Burcu şaşkınlıkla olanları izleyip kulağıma "şöförünün tanıdıkları mı" diye saçma bir soru sordu.

Arslan duymuş olmalı ki "nisanın kocasıyım" dedi havalı çıkan sesiyle
Burcu bana şaşkınlıkla bakıp "evli olduğunu söylememiştin" dedi

Yeni tanıdığım insanlara hayatımı anlatamazdım ki
Arslanın "nisan hadi bin artık" dediğinde arabaya binip "burcuyu evine bıraksak mı" diye sorduğumda

"selim kızı evine bırak" dediğinde
"emredersin abi" dedi.

Burcu ya bakıp üzgün bir bakış attım o da kafasını anlayışla sallayıp selim denen adam ve tayfasıyla gitti.

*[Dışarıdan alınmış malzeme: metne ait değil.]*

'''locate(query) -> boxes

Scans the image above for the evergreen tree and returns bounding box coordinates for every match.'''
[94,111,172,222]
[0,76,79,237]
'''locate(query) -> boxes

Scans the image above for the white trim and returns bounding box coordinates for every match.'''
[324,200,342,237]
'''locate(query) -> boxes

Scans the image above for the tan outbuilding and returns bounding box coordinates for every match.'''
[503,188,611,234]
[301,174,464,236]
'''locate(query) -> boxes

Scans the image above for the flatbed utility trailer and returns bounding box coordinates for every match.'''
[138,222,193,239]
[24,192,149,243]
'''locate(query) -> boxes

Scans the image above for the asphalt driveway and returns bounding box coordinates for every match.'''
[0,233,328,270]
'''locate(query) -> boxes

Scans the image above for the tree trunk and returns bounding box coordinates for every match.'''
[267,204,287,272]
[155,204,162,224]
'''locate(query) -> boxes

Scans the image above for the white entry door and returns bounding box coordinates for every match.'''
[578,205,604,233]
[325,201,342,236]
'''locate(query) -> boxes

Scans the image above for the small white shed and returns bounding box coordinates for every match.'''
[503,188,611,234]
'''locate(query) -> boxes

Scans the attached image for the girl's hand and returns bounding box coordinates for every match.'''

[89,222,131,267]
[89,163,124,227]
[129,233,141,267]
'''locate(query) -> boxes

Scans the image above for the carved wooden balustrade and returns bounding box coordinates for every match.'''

Arslanın "neden yemek yemedin" diye sorduğuna şaşırmadım o dörtlü bütün gün beni izliyorlardı.
"arkadaşlarından rahatsız oldum" dedim ona bakarak

Arslan kaşlarını çatıp "neden" diye sordu
"bütün gün dört kişi gözlerini senden ayırmasa rahat edermisin" diye sorduğumda bir süre sustu ve "arkada kutu var" dediğinde kutuya uzanıp elime aldım

"aç" dediğinde elimdeki kutuyu açtım içinde telefon kutusu vardı
Arslana baktığımda "o senin" dedi bana bakmadan
"teşekkür ederim" dedim son model telefonun kutusunu bile açmadan

Arslan bu yaptığıma şaşırmış gibiydi "senin yerinde başka kız olsa çoktan alıp yapışmıştı bu son model telefona" dediğinde omzumu silkip
"arayacak kimsem yok o yüzden yanımda ağırlık taşımama da gerek yok" dediğimde arslan bana bakıp "beni ararsın" dedi sanki iyi anlaşıyormuşuz gibi

Kafamı olumlu anlamda sallayıp geçiştirdim ve arslanın beni getirdiği yere baktım burası tekvando öğrenilen yerdi.

"iyi dövüşyorsun buna ne gerek var ki" dedim şaşkınlıkla
"ben değil sen öğreneceksin" dediğinde şaşkınlığım kat ve kat arttı.